Director: Alexander Payne
Cast: George Clooney, Shailene Woodley, Amara Miller, Nick Krause, Rob Huebel, Mary Birdsong, Robert Forster, Matthew Lillard, Judy Greer, Patricia Hastie, Beau Bridges
MPAA Rating: (for language and some sexual references)
Running Time: 1:55
Release Date: 11/16/11 (limited); 11/18/11 (wider)
Review by Mark Dujsik | November 17, 2011
The husband must know how to say good-bye to his wife. The crux of The Descendants is as simple as that, really. He has the opportunity, as she is lying in a coma in a hospital bed, slowly wasting away as the doctors realize they can do no more for her. She has a living will in effect that states she does not want to be kept on life support if the odds of recovery are against her, and no one in her family disagrees with her decision. Obviously, they wish the situation were not as it is, and as such, they have a tendency to blame other people.
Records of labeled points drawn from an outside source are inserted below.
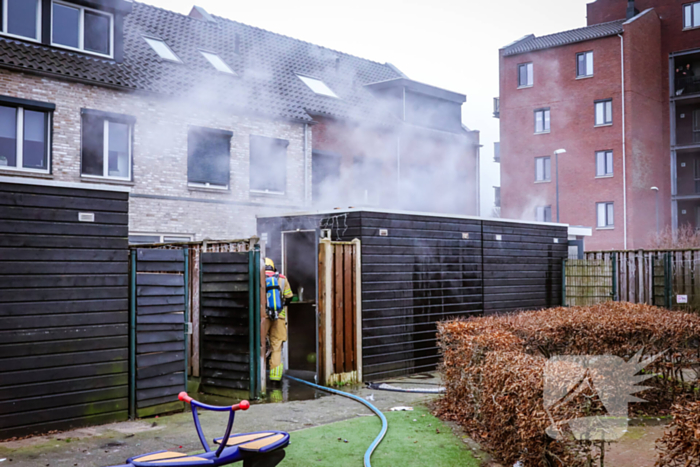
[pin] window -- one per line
(543, 169)
(603, 112)
(603, 163)
(542, 122)
(80, 28)
(24, 138)
(106, 145)
(268, 165)
(691, 15)
(149, 239)
(605, 215)
(543, 214)
(584, 64)
(209, 157)
(318, 86)
(218, 63)
(21, 18)
(525, 75)
(162, 49)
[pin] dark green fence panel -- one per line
(158, 357)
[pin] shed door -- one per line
(340, 323)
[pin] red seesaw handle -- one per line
(243, 405)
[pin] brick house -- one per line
(211, 122)
(605, 94)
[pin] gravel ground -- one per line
(112, 444)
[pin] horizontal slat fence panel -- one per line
(160, 352)
(63, 308)
(224, 323)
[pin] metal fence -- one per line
(666, 278)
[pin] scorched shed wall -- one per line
(63, 308)
(420, 269)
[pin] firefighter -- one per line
(279, 294)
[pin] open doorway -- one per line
(300, 265)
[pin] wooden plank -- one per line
(160, 256)
(163, 280)
(55, 281)
(338, 322)
(155, 266)
(348, 309)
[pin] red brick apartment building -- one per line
(622, 97)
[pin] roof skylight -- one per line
(162, 49)
(318, 86)
(217, 62)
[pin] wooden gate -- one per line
(340, 323)
(230, 324)
(160, 313)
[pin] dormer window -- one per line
(84, 29)
(21, 18)
(318, 86)
(162, 49)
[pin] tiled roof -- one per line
(266, 65)
(532, 43)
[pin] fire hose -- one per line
(376, 411)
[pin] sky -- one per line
(451, 44)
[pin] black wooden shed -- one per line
(63, 305)
(416, 270)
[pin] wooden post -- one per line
(358, 308)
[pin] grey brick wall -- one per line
(161, 200)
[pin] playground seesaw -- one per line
(246, 447)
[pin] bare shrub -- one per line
(493, 370)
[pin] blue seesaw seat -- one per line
(240, 447)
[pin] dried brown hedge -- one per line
(493, 370)
(680, 445)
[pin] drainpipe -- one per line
(398, 171)
(624, 143)
(306, 164)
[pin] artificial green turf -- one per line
(407, 443)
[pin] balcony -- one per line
(688, 173)
(686, 70)
(688, 122)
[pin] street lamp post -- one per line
(556, 163)
(658, 225)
Her father blames the husband. If only he had bought her a boat like she wanted, she wouldn't have been out with someone else—a stranger, for all that the father knows. Maybe something similar would have happened, but at least then he could have been righteous in blaming his son-in-law for the accident. Instead, it's just impotent indignation, and—what's worse—the father is smart enough to know it.
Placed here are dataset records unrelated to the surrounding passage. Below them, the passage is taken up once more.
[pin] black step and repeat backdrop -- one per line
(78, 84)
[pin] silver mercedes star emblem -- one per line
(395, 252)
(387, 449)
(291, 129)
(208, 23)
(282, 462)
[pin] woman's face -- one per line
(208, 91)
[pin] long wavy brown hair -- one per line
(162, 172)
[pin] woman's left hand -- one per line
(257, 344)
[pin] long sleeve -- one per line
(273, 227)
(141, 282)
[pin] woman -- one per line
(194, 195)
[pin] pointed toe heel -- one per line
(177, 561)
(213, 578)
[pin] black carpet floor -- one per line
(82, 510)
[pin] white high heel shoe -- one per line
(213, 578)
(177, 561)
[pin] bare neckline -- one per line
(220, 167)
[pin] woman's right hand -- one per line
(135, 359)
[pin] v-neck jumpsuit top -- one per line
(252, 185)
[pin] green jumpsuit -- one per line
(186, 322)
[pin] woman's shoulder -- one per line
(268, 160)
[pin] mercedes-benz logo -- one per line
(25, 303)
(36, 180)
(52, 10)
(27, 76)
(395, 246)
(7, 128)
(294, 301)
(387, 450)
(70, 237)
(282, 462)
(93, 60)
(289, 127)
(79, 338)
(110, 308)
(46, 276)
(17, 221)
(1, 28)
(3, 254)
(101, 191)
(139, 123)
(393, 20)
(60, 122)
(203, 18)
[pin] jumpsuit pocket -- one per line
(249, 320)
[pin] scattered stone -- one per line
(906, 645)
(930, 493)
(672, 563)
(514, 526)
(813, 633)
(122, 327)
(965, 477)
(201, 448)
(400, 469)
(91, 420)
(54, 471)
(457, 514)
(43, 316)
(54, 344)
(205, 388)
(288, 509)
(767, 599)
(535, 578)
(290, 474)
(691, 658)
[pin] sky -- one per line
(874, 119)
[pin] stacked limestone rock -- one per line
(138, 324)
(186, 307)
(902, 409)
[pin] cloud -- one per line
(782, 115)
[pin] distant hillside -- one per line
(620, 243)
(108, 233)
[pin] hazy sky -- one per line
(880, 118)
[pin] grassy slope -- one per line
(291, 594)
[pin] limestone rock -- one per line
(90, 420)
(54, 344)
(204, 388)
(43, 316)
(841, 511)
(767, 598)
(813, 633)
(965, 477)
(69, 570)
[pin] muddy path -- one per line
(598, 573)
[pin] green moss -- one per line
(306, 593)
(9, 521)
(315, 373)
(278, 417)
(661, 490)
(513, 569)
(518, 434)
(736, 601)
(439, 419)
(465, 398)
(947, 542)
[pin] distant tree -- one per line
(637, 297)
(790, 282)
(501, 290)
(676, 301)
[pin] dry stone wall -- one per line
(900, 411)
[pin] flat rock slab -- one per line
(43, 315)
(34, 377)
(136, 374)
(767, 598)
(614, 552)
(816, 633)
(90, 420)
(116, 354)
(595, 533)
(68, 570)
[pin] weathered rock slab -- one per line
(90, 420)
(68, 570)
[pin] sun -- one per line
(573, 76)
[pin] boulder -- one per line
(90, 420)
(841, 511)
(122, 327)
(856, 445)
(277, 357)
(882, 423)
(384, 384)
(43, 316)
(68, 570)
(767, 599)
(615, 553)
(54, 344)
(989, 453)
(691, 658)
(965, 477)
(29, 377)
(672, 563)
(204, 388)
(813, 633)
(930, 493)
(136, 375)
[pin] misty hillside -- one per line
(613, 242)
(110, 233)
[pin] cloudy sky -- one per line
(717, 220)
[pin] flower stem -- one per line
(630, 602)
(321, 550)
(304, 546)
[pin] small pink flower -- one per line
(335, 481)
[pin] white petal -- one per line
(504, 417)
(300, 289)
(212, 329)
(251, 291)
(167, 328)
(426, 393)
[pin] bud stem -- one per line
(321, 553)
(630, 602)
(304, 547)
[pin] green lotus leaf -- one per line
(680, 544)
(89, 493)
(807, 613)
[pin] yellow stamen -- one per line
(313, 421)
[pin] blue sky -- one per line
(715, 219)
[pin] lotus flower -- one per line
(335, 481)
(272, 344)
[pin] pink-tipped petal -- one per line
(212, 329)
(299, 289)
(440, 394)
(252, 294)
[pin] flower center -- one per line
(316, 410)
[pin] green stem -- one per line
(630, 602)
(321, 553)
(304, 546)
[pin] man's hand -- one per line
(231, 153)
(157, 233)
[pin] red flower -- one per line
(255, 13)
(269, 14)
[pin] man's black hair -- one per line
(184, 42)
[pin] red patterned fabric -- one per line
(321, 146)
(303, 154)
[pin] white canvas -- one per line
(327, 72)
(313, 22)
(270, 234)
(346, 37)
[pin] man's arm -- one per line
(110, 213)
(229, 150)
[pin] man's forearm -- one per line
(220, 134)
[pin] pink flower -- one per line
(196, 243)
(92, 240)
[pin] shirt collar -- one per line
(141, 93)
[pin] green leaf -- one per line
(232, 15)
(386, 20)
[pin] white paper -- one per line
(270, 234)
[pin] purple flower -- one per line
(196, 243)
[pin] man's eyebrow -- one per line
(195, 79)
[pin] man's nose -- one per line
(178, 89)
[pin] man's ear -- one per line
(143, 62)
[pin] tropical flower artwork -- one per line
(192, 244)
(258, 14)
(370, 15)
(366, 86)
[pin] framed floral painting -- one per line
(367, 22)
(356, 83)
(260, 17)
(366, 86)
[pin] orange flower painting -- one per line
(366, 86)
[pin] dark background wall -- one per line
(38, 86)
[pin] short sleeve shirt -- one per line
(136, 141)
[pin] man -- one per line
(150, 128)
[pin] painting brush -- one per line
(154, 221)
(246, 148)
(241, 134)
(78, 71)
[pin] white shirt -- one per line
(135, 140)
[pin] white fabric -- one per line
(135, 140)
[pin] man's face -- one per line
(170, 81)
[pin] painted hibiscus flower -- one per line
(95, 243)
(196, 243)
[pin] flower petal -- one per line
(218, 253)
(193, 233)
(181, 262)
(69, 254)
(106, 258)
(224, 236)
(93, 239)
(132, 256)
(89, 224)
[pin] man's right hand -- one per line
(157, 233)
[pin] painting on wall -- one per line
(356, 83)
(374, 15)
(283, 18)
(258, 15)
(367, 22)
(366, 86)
One daughter blames her mother. Why would she be out doing such a thing with a friend when surely her husband would take the time out of schedule, if only she had asked? Of course, the daughter knows more than the rest; she knows her mother had been carrying on an affair for who knows how long (not with the guy driving the boat). Does the daughter perhaps partially blame herself for further driving her mother away from the family? After all, if the two had not had a fight about the affair, maybe the daughter would be at home and not at boarding school. Maybe the two of them could have been doing something safer at the time.
There are plenty of questions put forth by screenwriters Alexander Payne (who also directed), Nat Faxon, and Jim Rash (working from Kaui Hart Hemmings novel), who seem intrinsically to understand that it is those unanswerable questions that preoccupy the minds of the survivors of tragedy. They rarely ask them aloud, and if and when they do, it's in the form of a declaration: "You did this. It's your fault. If only you had done something different, or if only you hadn't done that one thing." It's perhaps a more difficult situation for these characters than if the wife had died immediately or soon after her misfortune, because there's now the additional feeling of complete and total helplessness accompanying it—knowing the woman they knew and loved is still alive but unable to communicate. She will die and soon.
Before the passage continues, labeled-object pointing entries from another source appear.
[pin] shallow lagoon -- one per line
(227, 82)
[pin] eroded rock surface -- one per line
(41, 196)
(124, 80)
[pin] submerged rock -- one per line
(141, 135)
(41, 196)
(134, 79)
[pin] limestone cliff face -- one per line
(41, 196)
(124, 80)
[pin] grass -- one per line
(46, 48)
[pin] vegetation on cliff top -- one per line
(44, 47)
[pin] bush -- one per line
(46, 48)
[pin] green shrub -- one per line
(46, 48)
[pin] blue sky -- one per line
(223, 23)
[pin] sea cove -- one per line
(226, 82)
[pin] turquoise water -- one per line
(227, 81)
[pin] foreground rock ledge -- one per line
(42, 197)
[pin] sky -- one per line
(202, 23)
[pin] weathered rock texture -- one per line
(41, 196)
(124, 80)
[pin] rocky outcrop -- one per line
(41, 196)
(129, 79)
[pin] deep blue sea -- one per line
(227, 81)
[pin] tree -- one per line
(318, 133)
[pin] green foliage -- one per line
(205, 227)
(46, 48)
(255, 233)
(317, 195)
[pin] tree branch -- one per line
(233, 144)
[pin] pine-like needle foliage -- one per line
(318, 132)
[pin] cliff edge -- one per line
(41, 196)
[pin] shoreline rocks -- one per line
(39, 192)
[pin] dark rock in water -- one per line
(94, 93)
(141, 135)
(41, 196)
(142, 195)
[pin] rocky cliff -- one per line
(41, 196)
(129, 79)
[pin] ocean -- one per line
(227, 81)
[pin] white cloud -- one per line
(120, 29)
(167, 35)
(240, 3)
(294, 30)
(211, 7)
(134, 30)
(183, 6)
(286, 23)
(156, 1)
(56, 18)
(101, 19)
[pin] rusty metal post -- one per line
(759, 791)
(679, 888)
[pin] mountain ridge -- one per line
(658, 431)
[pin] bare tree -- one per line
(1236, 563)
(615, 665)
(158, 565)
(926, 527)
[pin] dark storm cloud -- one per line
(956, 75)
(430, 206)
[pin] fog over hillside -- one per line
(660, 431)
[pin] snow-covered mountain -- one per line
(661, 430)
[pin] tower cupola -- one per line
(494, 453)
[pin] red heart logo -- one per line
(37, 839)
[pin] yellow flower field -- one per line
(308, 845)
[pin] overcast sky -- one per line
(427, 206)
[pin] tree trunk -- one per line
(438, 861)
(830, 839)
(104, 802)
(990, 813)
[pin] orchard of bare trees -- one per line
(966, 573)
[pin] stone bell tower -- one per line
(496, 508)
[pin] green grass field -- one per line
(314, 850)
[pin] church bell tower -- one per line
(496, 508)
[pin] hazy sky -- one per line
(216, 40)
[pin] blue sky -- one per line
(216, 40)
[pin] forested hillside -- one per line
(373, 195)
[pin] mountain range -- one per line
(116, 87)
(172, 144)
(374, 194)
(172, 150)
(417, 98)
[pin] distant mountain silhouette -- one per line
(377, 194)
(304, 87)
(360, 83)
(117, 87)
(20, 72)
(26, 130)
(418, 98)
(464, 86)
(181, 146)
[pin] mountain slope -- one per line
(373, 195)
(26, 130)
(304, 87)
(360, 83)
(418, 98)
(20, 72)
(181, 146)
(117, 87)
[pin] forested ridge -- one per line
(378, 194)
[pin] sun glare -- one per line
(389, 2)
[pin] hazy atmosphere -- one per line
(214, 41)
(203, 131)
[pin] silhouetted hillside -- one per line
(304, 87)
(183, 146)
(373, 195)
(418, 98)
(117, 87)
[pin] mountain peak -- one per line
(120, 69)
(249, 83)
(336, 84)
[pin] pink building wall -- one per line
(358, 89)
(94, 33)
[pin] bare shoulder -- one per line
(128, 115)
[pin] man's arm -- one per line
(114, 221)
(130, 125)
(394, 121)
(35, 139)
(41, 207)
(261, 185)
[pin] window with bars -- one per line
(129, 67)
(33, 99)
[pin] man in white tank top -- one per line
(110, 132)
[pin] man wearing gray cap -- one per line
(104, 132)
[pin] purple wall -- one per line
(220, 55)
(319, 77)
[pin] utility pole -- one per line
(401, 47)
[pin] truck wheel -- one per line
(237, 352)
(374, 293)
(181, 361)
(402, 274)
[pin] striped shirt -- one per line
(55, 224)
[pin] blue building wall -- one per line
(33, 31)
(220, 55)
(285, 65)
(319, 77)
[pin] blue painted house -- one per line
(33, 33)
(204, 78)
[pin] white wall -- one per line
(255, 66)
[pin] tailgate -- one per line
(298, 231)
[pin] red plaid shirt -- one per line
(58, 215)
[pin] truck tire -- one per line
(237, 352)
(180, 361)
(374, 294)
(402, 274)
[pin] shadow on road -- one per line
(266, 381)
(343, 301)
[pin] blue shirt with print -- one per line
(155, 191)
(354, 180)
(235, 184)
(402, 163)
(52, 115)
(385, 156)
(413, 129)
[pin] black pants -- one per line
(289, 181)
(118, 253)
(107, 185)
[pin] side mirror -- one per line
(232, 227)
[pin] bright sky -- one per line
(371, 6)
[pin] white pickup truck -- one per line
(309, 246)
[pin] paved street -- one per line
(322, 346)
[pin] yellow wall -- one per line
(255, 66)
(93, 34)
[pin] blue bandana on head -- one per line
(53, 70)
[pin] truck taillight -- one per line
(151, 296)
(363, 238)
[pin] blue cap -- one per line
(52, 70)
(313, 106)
Only the husband Matt King (George Clooney) does not hold anyone responsible for his wife Elizabeth's (Patricia Hastie) accident. He makes a point of telling Troy (Laird Hamilton), the man who was driving the boat at the time, that he does not blame the guy. He certainly doesn't blame his elder daughter Alexandra (Shailene Woodley), with whom his wife had the fight and who informs him that she spotted her mother with a local realtor named Brian Speer (Matthew Lillard). She knows the two were intimate because of the way they touched going into his house.
Matt is determined to find Brian and confront him. He doesn't know what he plans on doing when he meets him, though he knows he will have plenty to say when he does. Meanwhile, he must make arrangements to tell Elizabeth's friends and family that she is dying and to visit her while they still have the chance, and he has to find a way to tell his younger daughter Scottie (Amara Miller) that her mother is dying. Finally, there's a major land development deal of which he's in charge; he and his many cousins are the heirs of an unspoiled stretch of land on the Hawaiian island of Kaua'i—passed down through the generations from the family of the last king of Hawaii. They've all decided to sell the land, and it's only a matter of signing the deal.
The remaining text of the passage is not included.